- Manchester England

Information
- Type: Academy
- Motto: Work hard, have integrity, be kind
- Established: January 1st 2022
- Trust: Dixons Academy Trust
- Department for Education URN: 148965 Tables
- Ofsted: Reports
- Head teacher: Kristy Gardner
- Staff: 234
- Gender: all genders
- Age: 11 to 16
- Enrolment: 1030
- Colours: Red and black
- Website: https://www.dixonsat.com/brooklands

= Dixons Brooklands Academy =

Dixons Brooklands Academy, also known as DBK, is a mixed-sex secondary school in Wythenshawe, Manchester, England.

==History==
In 1957, two separate schools opened, West Wythenshawe Technical High School for Girls and West Wythenshawe Technical High School for Boys. The schools' facilities included sports fields, tennis courts, science labs and a library. A statue, commissioned by Mitzi Cunliffe, who designed the Bafta, was erected outside the boys' gymnasium. In 1967, the two schools merged to form Brookway High School comprehensive, with mixed classes.

In 2003, the school was then awarded sports college status and renamed Brookway High School and Sports College. Following this, a £3 million facility was built on the site, featuring two sports halls, three classrooms and a large gym, for use by both the school and the local community.

===Closure and rebuild===
In 2009, Manchester City Council invested almost £200 million to improve the schools in the Manchester area. The original Brookway High School and Sports College/Manchester Health Academy building was demolished and a new £20 million building for Manchester Health Academy was completed in 2010.

In July 2008, Barry Burke, the headteacher at Rhyddings Business and Enterprise School in Oswaldtwistle, was appointed Principal of Manchester Health Academy, taking up his post in January 2009. In August 2013, he retired from his position, being succeeded by Damien Owen.

Following poor results and negative Ofsted inspections, in January 2022 Manchester Health Academy became part of the Dixons Academy Trust and was renamed Dixons Brooklands Academy.

==Facilities==
The academy consists of two buildings; One consisting of 3 floors, and received an extension of an atrium in 2019, where the majority of lessons take place. The other contains the sports hall, assembly hall, and dance studio, being a single storey.

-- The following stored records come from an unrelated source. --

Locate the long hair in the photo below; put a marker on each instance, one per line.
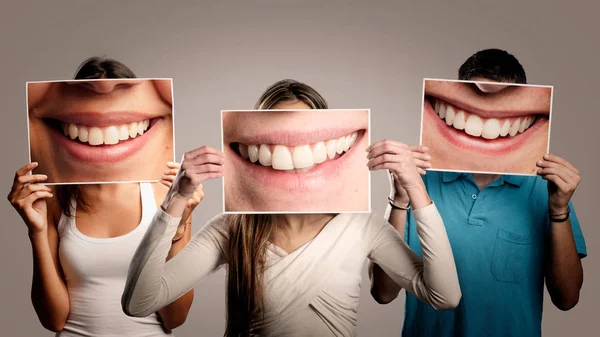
(92, 68)
(250, 233)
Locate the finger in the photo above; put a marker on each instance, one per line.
(547, 163)
(171, 171)
(386, 158)
(28, 202)
(24, 170)
(418, 148)
(206, 168)
(200, 151)
(30, 189)
(423, 164)
(203, 159)
(387, 148)
(557, 172)
(386, 142)
(557, 159)
(557, 181)
(421, 156)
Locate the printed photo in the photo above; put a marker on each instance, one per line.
(101, 131)
(296, 161)
(485, 127)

The Academy also features a public library, which is operated by Manchester Library & Information Service.

In 2016, Manchester City Council invited the school to expand its student population. A £10 million transformation of the school's estate saw the addition of a new dining room extension, multi-use games area and FA-standard all-weather pitch, together with a new maths and English building.

Former Manchester United footballer Denis Irwin officially opened the school's new all-weather pitch in November 2017. The new floodlit playing surface complements the school's existing sports facilities.